Creative people who think all a client needs is a beautiful 30″ ad and double page spread. Shot in Paris.

Media people who think all a client needs is a good media plan – which more often than not, is as similar looking to the media plans they used to churn out before digital was even a twinkle in the eye of Microsoft, let alone Google.

But frankly, that is not good enough.

Advertising’s power comes when it works WITH – not against – other specialities and many of those are outside of traditional marketing channels.

Understanding the role distribution has on a result is often ignored or arrogantly dismissed.

Appreciating how sales teams need to ‘sell in’ to retailers is too often regarded as ‘not their issue’.

Looking at how people buy – let alone when – is viewed as ‘below the line’ stuff.

Rubbish … rubbish … rubbish.

Apart from the fact these should be basic pillars of the process, the creative opportunity that stems from understanding and respecting these people/disciplines/circumstances and situations is unbelievable.

When we had cynic, we had some of the best case studies an agency could ever wish for … stuff that showed our commercial effectiveness through imaginative approaches … and literally, 80% of these had nothing to do with a traditional ads whatsoever.

We used to love ending our pitch by saying,

“Lot’s of agencies claim they solve business problems with a media neutral approach, but we think we are the only ones that can consistently prove it”.

And it worked. A lot.

At least with the clients who weren’t tied to traditional approaches because their remuneration model could only accept that.

[This ‘pitch’ changed when we started Sunshine and the wonderful Lee @ Virgin said, “media neutral is still media, I want things more independent than that”. Top point]

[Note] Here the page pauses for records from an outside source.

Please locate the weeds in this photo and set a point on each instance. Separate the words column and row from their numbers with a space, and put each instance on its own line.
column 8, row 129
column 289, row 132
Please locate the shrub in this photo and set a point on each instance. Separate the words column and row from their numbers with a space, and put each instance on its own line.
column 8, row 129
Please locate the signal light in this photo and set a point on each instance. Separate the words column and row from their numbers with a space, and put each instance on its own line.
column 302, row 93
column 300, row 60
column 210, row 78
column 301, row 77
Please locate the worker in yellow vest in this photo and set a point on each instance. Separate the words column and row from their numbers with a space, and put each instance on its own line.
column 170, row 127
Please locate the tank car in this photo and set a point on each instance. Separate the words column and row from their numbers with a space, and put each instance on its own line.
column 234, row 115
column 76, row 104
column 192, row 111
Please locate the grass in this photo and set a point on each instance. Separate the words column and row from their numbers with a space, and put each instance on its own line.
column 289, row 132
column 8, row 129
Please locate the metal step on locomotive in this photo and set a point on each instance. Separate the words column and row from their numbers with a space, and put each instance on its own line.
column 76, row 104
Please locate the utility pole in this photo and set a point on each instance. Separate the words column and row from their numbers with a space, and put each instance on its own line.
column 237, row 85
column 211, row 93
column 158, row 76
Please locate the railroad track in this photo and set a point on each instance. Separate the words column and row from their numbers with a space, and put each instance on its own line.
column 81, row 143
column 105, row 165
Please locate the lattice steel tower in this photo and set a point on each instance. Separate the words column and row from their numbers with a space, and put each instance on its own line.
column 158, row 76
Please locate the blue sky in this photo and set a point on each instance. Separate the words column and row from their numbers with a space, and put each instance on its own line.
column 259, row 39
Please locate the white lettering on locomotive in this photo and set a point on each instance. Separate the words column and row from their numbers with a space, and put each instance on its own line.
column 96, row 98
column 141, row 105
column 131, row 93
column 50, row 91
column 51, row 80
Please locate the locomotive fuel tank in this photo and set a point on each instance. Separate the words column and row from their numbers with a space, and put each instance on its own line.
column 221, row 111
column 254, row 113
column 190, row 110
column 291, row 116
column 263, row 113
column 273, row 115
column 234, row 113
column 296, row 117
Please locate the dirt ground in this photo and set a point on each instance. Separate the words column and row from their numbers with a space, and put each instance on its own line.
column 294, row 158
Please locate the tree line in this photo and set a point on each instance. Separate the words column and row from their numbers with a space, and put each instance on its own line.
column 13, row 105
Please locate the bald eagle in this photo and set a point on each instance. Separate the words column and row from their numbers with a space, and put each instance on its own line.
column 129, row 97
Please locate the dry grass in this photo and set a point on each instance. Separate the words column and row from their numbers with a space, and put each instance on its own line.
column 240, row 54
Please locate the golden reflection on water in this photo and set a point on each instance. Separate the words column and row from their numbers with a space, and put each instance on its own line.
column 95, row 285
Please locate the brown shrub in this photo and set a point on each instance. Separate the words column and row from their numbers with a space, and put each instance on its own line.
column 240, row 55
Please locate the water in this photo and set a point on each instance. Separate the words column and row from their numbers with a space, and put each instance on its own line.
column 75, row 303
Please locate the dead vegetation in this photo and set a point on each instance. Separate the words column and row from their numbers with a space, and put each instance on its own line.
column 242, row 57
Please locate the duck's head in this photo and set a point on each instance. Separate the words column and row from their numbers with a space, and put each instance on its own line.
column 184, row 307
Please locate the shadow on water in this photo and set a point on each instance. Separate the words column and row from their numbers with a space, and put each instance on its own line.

Look, it’s not just adlands fault, there are – amazingly – many marketers who either ignore the needs of their wider corporation or take so many of their points on, that they can’t offer a clear and consise objective for the goal that is required … however given adland is struggling to maintain it’s value and relevance, blindly ignoring the factors that can literally help us be successful [and more importantly, prove it] seems sheer utter madness.

Then again, it could be because when things go right, adland hates to share the credit and is only programmed to ever share the blame.

So many people talk about wanting opportunities and challenges that really push their creative intelligence and skills and then expect them to be handed to them on a plate.

That doesn’t happen … you have to go and find it and create it … which is why the sooner we realise the benefits of appreciating, understanding and collaborating with people and skill sets that go beyond the closed-off bubble of adland, the sooner we might get back to where we belong.